Le contrôle du récit historique du passé soviétique a été utilisé comme un outil pour consolider le régime autoritaire. En construisant l’identité collective de la Russie autour de la victoire soviétique dans la Seconde Guerre mondiale, le régime s’en prend aux militant.e.s de la société civile, aux ONG, aux historien.nes – comme Youri Dmitriev – et à toutes les personnes qui s’efforcent de maintenir vivante la mémoire historique en identifiant les auteurs et les victimes d’événements tels que la Grande Terreur, la campagne de répression politique meurtrière menée par Joseph Staline en 1937-1938. Étant donné la nature historique d’une grande partie du travail d’International Memorial, sa fermeture ciblée par les autorités peut être considérée dans un contexte plus large de crimes contre l’Histoire (voir le rapport 2021 de la FIDH à ce sujet).

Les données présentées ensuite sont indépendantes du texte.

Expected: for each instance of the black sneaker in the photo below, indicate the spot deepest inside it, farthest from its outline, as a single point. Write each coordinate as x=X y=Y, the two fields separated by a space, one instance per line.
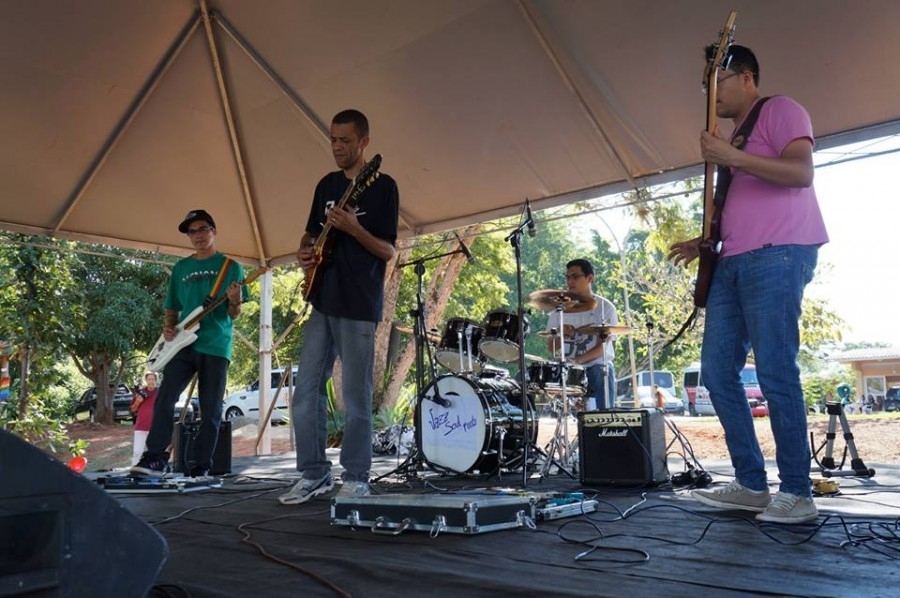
x=151 y=466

Pour en savoir plus et découvrir ce que vous pouvez faire, consultez la page d’OVD-Info, un projet médiatique indépendant : https://memorial.ovdinfo.org/en

Mémorial international a été créé à la fin des années 1980 par le prix Nobel de la paix Andreï Sakharov et d’autres dissident.e.s de l’ère soviétique pour enquêter sur les millions de meurtres perpétrés sous Joseph Staline et faire campagne pour les droits des prisonnièr.e.s politiques et des opprimé.e.s politiques. Le Centre des droits humains Memorial, membre de la Fédération internationale pour les droits humains (FIDH) depuis 2016, se consacre à la persécution politique dans la Russie actuelle, en particulier dans le Caucase du Nord, en assurant la représentation juridique des victimes de violations des droits, en défendant des droits des migrant.e.s et en soutenant les prisonnièr.e.s politiques.